O Carioca não pede licença, ele chega com sol de verão, arquibancadas cheias de histórias e aquela sensação de que cada jogo vale mais do que três pontos, vale a zoação da semana, a resenha no botequim, o rádio ligado no volume máximo e o debate eterno sobre quem joga mais bola mesmo quando a tabela diz o contrário.
Chamam de estadual, mas o Carioca é teatro. É clássico em sequência, camisa pesada, gramado que já viu o mundo parar é o campeonato em que o resultado importa, claro, mas o jeito importa ainda mais. Aqui, ganhar feio nunca foi virtude. Aqui, o futebol precisa ter alma.
Enquanto outros campeonatos se explicam por números, o Carioca se sustenta por personagens. O ponta habilidoso, o zagueiro folclórico, o técnico pressionado desde a primeira rodada. Tudo amplificado pela rivalidade que não tira férias apenas muda de endereço.
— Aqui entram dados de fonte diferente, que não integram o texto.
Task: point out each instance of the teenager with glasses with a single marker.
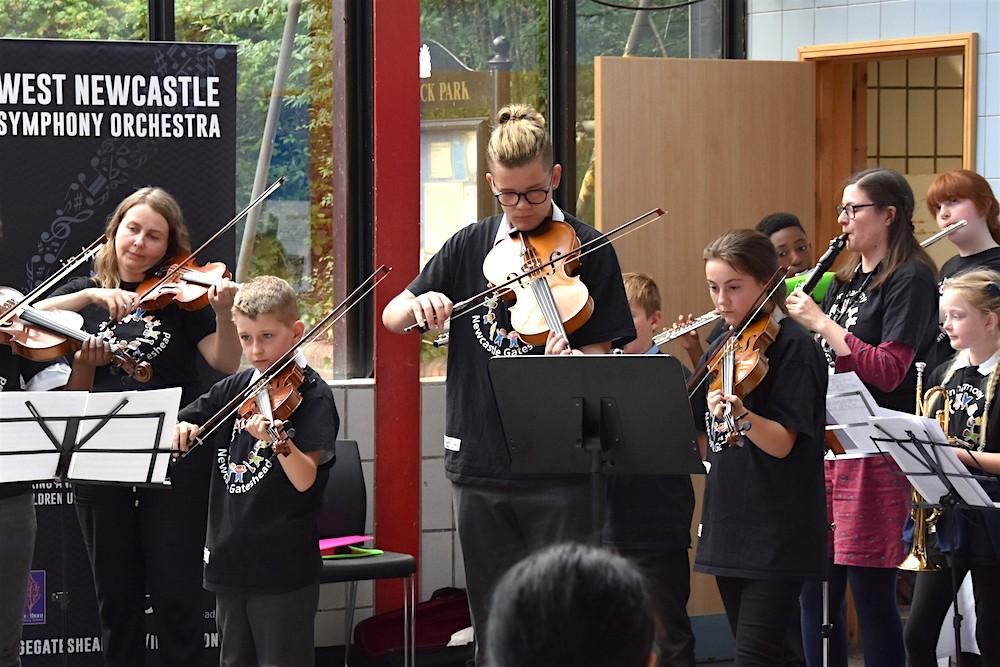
(501, 517)
(876, 320)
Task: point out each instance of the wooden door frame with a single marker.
(841, 138)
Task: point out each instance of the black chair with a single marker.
(345, 507)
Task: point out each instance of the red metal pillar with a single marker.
(396, 29)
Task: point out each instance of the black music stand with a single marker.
(928, 460)
(596, 415)
(103, 438)
(117, 438)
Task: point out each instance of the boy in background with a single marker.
(648, 517)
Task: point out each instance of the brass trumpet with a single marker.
(923, 523)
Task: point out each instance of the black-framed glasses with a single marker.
(852, 209)
(533, 197)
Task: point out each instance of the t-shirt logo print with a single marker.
(494, 338)
(139, 333)
(967, 399)
(255, 464)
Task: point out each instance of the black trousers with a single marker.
(267, 629)
(501, 525)
(759, 613)
(668, 577)
(932, 596)
(147, 540)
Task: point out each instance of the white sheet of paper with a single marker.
(899, 426)
(54, 407)
(849, 405)
(126, 431)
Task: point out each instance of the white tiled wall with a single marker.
(440, 555)
(777, 28)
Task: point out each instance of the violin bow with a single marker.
(703, 370)
(479, 300)
(180, 266)
(334, 316)
(50, 282)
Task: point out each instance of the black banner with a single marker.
(82, 125)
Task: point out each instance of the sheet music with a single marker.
(849, 406)
(126, 431)
(912, 458)
(118, 449)
(28, 435)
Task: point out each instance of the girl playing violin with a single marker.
(763, 522)
(877, 318)
(261, 552)
(149, 539)
(970, 310)
(501, 519)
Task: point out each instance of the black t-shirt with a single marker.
(262, 534)
(987, 259)
(765, 517)
(649, 511)
(14, 370)
(978, 532)
(474, 442)
(903, 310)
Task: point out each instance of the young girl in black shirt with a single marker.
(139, 538)
(764, 523)
(964, 195)
(970, 309)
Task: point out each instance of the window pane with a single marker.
(83, 19)
(296, 236)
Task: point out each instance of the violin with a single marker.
(547, 259)
(495, 290)
(275, 394)
(45, 335)
(181, 282)
(277, 401)
(739, 362)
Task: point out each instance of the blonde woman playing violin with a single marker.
(502, 518)
(763, 523)
(144, 538)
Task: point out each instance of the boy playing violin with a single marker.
(262, 556)
(501, 518)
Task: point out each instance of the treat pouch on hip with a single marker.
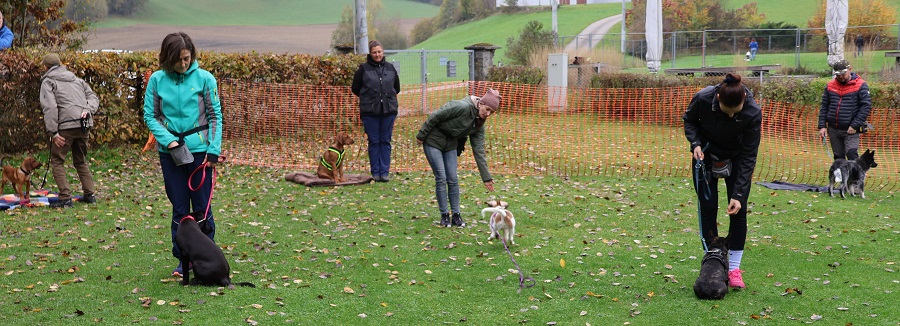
(720, 168)
(181, 154)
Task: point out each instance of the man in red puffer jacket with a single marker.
(845, 107)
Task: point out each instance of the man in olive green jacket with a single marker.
(68, 103)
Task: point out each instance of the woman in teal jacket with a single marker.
(182, 110)
(441, 136)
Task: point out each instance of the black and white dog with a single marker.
(851, 175)
(712, 284)
(203, 256)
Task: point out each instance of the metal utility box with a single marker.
(557, 81)
(451, 68)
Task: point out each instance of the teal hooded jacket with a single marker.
(176, 103)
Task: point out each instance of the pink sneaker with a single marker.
(735, 279)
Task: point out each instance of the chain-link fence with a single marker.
(799, 48)
(421, 69)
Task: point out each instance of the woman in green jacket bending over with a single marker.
(440, 136)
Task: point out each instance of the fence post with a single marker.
(484, 60)
(423, 75)
(703, 49)
(797, 45)
(674, 41)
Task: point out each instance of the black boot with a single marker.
(457, 221)
(445, 220)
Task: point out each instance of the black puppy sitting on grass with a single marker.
(203, 255)
(712, 284)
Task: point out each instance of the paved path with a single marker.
(593, 33)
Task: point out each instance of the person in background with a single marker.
(723, 126)
(441, 136)
(845, 107)
(6, 35)
(753, 48)
(860, 42)
(377, 84)
(69, 104)
(182, 110)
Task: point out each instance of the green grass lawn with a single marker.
(256, 12)
(603, 251)
(496, 29)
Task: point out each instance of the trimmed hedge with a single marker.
(117, 80)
E quando o apito inicial soa, a cidade entende: o ano começou de verdade. Porque o Campeonato Carioca é isso o mais charmoso do Brasil. Não por ser perfeito, mas por ser inconfundível. Um campeonato que não se joga apenas com os pés, mas com a lembrança de quem já viu muito e ainda assim espera sempre mais. A propósito, o Flamengo estreou no Campeonato Carioca 2026 com um jogo que misturou emoção, juventude e aquele tempero típico do futebol carioca. Atuando com time formado principalmente por jogadores da base, o Rubro-Negro encarou a Portuguesa-RJ no Estádio Raulino de Oliveira, em Volta Redonda, e acabou empatando por 1 a 1.
Que venha a bola, que venham os clássicos. O charme voltou. ⚽✨
Por Cercado de Traíras FC — a voz da arquibancada.